In the world of object-oriented broadcast, a programme is like a multi-dimensional jigsaw puzzle that is sent in pieces and can be reconstructed on-the-fly in a variety of ways just before the programme is presented to the viewer.  The solutions to the puzzle are provided by maps that tell the system where the pieces belong and how to combine them.  Default versions of these maps are sent along with the jigsaw pieces. In some cases the map may be modified by the viewer to create a personalised experience. The map may also be modified by a system of sensors that perceives certain aspects of your relationship to your viewing/listening environment (like this, for example).

Breaking it down

The object-based approach to programme production works best if media is conceived as objects from the start.  To this end we split audio and video elements into separate media flows at the point of entry into the IP Studio.  Where audio and video tracks belong together this relationship is noted, but the audio and video are moved around, processed and stored as separate entities.  This affords us maximum flexibility in how and where in the production/broadcast chain we choose to combine them.


Media objects don't just exist in space (or for that matter in computer memory).  They also have a time dimension.  When we want to present a media object to the audience we must map its time dimension into the time domain of the presentation.  If we want to layer two or more media objects we must also synchronise their presentation.  This is made possible by embedding accurate information about timing relationships into the objects at the point of creation.

Data as Media

Data in an object-based broadcast system is as important as the media itself.  It gives meaning to the media objects and determines their behaviour. Data objects may also have a time dimension.  Imagine an actor walking in from one side of the screen to the centre, delivering her lines.  The dialogue is represented by a mono audio object.  The data object that tracks the actor's position varies over time and is used to place the audio object in the soundstage presented to the viewer.  While video and audio objects are composed from frames, we construct data objects from sequences of Events.

All Objects are Created Equal

Video, audio and data objects have equal importance so they should be treated in a consistent way. To achieve this we've introduced a container called a Grain that wraps a frame of video or audio or a data event. Grains follow one after the other to form Flows.  Each Grain has a nanosecond-resolution timestamp recording the real-world time that it was created, and each Flow has a globally-unique identifier in the form of a UUID.  The Flow's ID is stamped onto each of its Grains.  You might think of Flows as synonymous with the objects we've just been talking about.

A Question of Identity

Each piece in the jigsaw has to have a unique identity so there is no opportunity to select the wrong one.  The identity of objects is provided by a combination of the Flow ID and the origination timestamp.  This gives us not just unique identity for each object, but unique identity for each Grain within an object.  Note that neither timing nor identity is tied to a specific storage container, storage location or format so is equally applicable to streams as it is to files: we can repackage, reformat and move media around at will - its identity down to the Grain level is still the same. This is similar in concept to the Universal Material ID (UMID) standardised as SMPTE ST 330, applied to every Grain in a Flow. 

Things get more complicated when we consider the myriad encoding schemes routinely used to compress video and audio frames.
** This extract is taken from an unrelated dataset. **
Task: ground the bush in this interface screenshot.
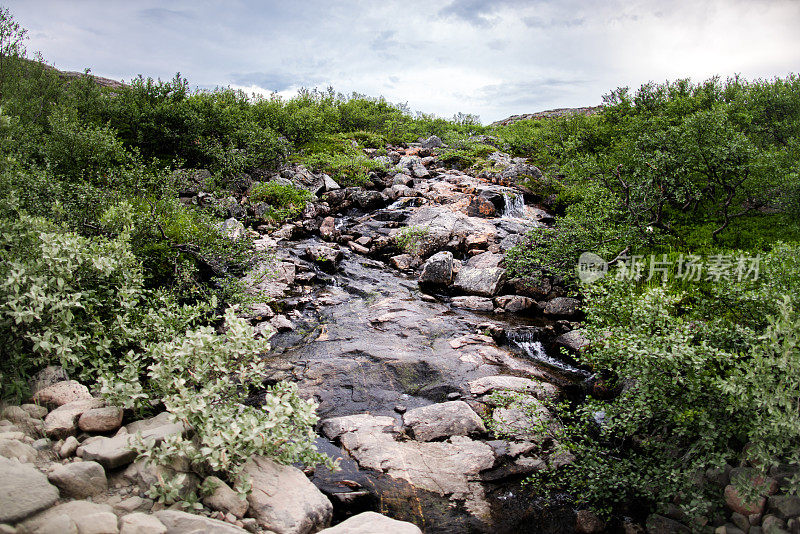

If we want our object-based media broadcast system to be responsive to device type we need to be able to transcode or select between Flows of different encoding, since different devices have different decoding capabilities. Beyond this there is plenty of scope for more advanced ways of being responsive, like reframing the video stream to optimise the experience for screen size and expected viewing distance.  

We have defined an entity called a Source that represents the common source from which video, audio or data emanates in different renditions.  Grains that are different renditions of the same frame of media are stamped with the same Source UUID. In the language of object-oriented design, Source IDs are like base class pointers to the media objects. 


This means that when the client device is not yet known (i.e. at the point of production), we can use maps that refer to the objects and Grains in abstract terms by using the combination of Source UUID and origination timestamp.  Once the client device is known, Source IDs can be resolved into the Flow IDs most appropriate for the device.

We're excited to be laying the foundations for a technology with so many possibilities for the future.  Work on this complex, multi-faceted area is at an early stage; through collaborations with our colleagues in R&D and other BBC creative and technical teams we're looking forward to further developing these ideas and exploring ways they can be used to create new, dynamic media experiences for our audiences.